Although this package is not safe, it also has its advantages, that is, it can bypass Go's memory safety mechanism and directly read and write memory. So sometimes because of performance needs, you will take some risks to use this package to perform memory operations. operating.
Sizeof function
SizeofThe function can return the size of the memory occupied by a type. This size is only related to the type and has nothing to do with the size of the variable storage corresponding to the type. For example, the bool type occupies one byte, and int8 also occupies one byte.
func main() {
fmt.Println(unsafe.Sizeof(true))
fmt.Println(unsafe.Sizeof(int8(0)))
fmt.Println(unsafe.Sizeof(int16(10)))
fmt.Println(unsafe.Sizeof(int32(10000000)))
fmt.Println(unsafe.Sizeof(int64(10000000000000)))
fmt.Println(unsafe.Sizeof(int(10000000000000000)))
}
For integer types, the number of bytes occupied means the size of the range of numbers stored by this type. For example, int8 occupies one byte, which is 8bit, so the size range it can store is -128~~127, which is −2 ^(n-1) to 2^(n-1)-1, n means bit, int8 means 8bit, int16 means 16bit, and so on.
For the int type related to the platform, this depends on whether the platform is 32-bit or 64-bit, and the largest is taken. For example, when I test it myself, the above output will find that the sizes of int and int64 are the same, because my computer is a 64-bit platform.
func Sizeof(x ArbitraryType) uintptr
The above is Sizeofthe function definition, which receives a ArbitraryTypetype of parameter and returns a uintptrtype of value. ArbitraryTypeDon't worry about it here , it's just a placeholder. The type is exported for documentation considerations, but it is generally not used. We only need to know that it represents any type, that is, our function can receive any type of data.
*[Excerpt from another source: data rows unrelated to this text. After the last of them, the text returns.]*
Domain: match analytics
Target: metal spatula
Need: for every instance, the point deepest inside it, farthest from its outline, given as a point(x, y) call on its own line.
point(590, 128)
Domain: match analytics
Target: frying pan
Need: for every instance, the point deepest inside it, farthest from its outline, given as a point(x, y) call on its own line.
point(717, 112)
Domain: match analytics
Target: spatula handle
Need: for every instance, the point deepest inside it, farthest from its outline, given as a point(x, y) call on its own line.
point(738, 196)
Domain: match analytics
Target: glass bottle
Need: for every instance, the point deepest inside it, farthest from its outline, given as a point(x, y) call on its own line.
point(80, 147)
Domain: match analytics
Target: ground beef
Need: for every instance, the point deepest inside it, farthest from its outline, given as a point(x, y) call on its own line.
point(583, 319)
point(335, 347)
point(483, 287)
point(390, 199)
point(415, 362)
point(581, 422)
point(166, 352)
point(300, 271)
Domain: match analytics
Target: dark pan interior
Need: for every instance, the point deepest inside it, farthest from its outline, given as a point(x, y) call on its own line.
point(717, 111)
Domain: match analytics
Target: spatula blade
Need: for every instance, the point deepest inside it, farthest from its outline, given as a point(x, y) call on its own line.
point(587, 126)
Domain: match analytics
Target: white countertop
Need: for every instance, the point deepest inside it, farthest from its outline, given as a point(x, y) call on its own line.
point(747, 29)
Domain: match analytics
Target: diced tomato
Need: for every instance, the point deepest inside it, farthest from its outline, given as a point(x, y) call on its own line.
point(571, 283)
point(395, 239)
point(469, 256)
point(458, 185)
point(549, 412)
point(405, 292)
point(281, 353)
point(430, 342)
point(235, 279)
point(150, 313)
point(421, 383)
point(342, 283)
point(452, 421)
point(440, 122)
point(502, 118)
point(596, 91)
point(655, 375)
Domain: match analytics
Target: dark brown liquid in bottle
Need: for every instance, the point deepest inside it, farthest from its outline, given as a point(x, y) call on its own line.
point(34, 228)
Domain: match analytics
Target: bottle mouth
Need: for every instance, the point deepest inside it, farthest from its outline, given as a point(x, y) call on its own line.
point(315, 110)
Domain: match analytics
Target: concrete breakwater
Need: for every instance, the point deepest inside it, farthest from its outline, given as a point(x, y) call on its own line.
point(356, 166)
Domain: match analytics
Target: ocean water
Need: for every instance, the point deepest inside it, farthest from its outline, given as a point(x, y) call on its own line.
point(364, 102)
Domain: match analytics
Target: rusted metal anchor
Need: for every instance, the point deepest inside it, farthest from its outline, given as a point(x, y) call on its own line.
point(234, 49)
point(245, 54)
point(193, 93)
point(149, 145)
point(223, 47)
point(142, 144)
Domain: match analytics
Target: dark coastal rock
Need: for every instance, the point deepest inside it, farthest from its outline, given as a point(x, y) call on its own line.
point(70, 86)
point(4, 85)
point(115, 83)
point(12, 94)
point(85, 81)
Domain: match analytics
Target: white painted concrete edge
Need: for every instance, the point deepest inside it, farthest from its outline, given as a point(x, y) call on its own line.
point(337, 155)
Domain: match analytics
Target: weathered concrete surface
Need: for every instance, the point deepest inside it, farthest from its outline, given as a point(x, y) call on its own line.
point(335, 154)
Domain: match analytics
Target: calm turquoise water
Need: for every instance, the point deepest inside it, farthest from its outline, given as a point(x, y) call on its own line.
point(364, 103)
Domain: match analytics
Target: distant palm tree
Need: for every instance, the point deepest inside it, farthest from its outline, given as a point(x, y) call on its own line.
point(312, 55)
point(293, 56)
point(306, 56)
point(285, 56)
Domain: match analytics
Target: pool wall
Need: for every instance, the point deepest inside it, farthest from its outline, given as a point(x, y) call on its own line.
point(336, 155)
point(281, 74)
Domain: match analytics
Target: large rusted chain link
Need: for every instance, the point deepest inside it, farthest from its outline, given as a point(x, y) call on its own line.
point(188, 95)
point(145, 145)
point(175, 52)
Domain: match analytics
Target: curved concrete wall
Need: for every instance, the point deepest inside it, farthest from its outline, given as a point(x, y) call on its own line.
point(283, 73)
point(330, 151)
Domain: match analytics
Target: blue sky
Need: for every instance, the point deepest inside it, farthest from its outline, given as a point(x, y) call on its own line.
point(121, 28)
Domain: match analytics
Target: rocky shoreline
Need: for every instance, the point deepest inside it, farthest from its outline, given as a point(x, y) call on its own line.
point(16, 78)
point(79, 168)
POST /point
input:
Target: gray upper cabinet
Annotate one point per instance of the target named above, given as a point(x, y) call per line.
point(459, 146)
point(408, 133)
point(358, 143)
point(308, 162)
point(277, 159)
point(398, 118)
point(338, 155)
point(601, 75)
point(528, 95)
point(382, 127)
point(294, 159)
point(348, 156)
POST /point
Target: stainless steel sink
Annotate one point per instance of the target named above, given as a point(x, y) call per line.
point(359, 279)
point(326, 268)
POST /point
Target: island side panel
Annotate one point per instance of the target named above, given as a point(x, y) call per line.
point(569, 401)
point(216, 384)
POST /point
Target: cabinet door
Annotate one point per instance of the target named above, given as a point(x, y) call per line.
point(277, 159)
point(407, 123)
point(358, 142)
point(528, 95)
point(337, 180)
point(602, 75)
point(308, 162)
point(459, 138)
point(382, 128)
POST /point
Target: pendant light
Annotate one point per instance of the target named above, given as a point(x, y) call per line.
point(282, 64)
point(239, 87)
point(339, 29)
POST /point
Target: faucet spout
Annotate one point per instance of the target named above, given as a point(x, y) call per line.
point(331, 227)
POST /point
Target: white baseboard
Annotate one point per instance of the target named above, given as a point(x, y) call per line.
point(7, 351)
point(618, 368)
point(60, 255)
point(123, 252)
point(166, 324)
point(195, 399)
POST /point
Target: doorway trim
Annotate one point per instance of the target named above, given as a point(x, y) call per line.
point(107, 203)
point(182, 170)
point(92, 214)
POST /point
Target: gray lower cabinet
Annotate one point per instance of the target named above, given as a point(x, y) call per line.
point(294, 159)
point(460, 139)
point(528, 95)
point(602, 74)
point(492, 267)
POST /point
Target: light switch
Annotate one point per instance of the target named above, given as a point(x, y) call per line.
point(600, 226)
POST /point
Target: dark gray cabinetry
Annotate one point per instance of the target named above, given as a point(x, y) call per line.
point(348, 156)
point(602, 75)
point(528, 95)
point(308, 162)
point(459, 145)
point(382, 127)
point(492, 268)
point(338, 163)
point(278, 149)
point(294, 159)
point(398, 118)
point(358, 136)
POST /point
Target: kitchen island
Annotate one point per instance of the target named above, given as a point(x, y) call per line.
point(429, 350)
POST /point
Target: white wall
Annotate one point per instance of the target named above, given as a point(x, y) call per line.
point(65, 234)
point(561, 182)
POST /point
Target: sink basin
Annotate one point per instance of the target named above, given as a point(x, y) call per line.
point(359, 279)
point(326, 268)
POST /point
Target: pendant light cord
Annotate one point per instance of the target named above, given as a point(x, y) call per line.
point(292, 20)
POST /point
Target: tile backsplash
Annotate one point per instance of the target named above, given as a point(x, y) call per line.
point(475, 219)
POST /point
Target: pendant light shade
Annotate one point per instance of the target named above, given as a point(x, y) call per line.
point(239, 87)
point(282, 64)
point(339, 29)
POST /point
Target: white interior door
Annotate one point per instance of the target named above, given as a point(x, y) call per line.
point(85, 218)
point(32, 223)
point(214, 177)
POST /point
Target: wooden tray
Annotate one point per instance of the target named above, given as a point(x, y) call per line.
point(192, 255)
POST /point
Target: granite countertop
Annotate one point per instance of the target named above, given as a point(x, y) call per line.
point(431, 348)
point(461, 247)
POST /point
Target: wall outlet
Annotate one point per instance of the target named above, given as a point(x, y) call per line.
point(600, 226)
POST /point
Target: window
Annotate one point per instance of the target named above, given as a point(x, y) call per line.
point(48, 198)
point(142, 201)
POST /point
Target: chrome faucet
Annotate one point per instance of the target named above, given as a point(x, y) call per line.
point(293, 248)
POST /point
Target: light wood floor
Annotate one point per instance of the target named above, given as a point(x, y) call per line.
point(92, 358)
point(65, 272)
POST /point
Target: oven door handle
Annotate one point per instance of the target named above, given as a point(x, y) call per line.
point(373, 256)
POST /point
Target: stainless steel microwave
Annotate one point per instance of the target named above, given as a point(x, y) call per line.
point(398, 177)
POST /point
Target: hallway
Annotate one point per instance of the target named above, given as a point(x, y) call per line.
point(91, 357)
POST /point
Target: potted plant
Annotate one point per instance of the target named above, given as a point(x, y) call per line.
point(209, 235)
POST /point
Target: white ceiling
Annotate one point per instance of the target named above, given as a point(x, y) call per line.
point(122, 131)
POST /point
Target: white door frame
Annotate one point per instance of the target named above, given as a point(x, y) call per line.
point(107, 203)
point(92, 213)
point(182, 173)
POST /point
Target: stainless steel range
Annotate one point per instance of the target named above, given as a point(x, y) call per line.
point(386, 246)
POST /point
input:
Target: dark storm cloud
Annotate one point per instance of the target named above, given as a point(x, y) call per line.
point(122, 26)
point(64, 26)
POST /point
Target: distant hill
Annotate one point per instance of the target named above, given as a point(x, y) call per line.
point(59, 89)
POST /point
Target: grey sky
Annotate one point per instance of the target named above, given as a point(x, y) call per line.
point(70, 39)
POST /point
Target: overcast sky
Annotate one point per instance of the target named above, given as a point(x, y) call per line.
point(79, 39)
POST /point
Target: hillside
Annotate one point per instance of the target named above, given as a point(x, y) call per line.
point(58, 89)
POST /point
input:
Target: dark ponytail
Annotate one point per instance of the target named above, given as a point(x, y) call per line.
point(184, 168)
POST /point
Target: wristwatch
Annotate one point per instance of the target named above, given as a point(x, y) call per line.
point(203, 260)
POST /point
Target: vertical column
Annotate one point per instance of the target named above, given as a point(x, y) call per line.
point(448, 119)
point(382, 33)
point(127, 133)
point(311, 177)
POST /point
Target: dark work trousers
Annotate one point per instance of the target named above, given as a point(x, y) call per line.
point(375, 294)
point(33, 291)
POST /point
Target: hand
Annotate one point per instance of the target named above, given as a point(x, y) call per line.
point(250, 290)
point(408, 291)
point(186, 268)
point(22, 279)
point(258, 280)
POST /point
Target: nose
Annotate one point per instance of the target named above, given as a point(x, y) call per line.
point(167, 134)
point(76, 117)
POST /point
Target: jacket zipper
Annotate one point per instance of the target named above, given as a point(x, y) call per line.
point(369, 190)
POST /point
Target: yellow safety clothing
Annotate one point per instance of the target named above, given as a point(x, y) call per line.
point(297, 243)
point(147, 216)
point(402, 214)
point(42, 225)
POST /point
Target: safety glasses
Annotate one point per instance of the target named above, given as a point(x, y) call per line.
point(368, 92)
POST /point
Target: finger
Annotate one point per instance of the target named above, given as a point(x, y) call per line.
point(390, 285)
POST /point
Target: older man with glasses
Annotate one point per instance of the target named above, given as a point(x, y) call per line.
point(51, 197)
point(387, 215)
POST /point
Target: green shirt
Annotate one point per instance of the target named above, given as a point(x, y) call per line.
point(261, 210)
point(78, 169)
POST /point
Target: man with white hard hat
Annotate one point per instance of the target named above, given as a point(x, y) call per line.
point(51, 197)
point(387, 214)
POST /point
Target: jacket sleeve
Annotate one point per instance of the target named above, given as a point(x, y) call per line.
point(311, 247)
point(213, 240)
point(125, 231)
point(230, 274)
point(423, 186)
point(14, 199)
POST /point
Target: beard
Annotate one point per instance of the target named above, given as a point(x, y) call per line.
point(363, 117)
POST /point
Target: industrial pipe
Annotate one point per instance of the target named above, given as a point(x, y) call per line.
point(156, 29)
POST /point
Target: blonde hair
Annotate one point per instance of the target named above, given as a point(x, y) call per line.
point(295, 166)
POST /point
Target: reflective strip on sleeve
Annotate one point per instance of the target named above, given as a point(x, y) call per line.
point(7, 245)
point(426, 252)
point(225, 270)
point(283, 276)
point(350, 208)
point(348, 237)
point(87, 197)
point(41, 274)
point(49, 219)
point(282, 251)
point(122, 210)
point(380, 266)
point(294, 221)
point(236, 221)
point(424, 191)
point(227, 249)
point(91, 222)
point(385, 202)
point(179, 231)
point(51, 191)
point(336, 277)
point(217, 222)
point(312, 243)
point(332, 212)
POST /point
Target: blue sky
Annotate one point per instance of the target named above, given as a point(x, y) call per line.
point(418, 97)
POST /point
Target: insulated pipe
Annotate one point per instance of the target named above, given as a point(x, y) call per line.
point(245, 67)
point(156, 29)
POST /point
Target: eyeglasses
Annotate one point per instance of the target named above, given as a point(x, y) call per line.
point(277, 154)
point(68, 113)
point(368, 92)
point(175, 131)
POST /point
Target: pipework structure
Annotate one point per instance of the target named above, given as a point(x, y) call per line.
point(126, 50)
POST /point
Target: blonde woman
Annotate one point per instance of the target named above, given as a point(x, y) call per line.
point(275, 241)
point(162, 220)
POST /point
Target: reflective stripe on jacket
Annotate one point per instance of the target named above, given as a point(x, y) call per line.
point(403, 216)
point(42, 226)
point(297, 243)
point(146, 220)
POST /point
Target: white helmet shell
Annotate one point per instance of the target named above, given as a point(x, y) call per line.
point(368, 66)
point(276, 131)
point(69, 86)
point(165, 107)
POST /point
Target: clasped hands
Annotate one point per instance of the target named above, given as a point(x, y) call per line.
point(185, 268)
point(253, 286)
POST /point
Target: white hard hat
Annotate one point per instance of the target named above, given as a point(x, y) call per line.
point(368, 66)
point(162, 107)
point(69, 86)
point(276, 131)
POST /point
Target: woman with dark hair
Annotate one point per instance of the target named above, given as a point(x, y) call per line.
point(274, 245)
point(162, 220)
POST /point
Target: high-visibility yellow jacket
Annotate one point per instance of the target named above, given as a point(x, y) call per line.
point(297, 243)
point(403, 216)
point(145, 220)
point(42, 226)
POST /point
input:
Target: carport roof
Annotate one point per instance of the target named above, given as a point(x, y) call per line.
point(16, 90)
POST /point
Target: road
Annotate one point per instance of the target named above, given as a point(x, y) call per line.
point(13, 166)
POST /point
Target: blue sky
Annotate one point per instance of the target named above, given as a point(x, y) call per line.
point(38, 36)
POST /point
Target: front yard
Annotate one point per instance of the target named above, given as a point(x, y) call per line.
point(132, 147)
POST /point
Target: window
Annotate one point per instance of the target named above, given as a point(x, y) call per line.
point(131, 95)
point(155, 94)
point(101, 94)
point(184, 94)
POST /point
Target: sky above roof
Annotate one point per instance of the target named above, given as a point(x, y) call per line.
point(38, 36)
// ArbitraryType is here for the purposes of documentation only and is not actually
// part of the unsafe package. It represents the type of an arbitrary Go expression.
type ArbitraryType int
Alignof function
AlignofReturns a type of alignment value, which can also be called alignment factor or alignment multiple. The alignment value is a value related to memory alignment. Reasonable memory alignment can improve the performance of memory read and write. For the knowledge of memory alignment, please refer to related documents, which will not be introduced here.
From the output of the above example, it can be seen that the alignment value is generally 2^n, and the maximum will not exceed 8 (for the reason, see the memory alignment rules below). AlignofThe function definition Sizeofis basically the same. It should be noted here that the results of each person's computer may be different, similar to each other.
func Alignof(x ArbitraryType) uintptr
In addition, the function of the reflection package can also be used to obtain the alignment value, that is to say: unsafe.Alignof(x)equivalent to reflect.TypeOf(x).Align().
Offsetof function
OffsetofThe function is only applicable to the offset of the field in the struct structure relative to the memory location of the structure. The offset of the first field of the structure is 0.
func main() {
var u1 user1
fmt.Println(unsafe.Offsetof(u1.b))
fmt.Println(unsafe.Offsetof(u1.i))
fmt.Println(unsafe.Offsetof(u1.j))
}
type user1 struct {
b byte
i int32
j int64
}
The offset of the field is the starting position of the field in the memory layout of the struct structure (the memory location index starts from 0). According to the offset of the field, we can locate the fields of the structure, and then we can read and write the fields of the structure, even if they are private, does it feel like a hacker. The concept of offset, we will introduce in detail in the next summary.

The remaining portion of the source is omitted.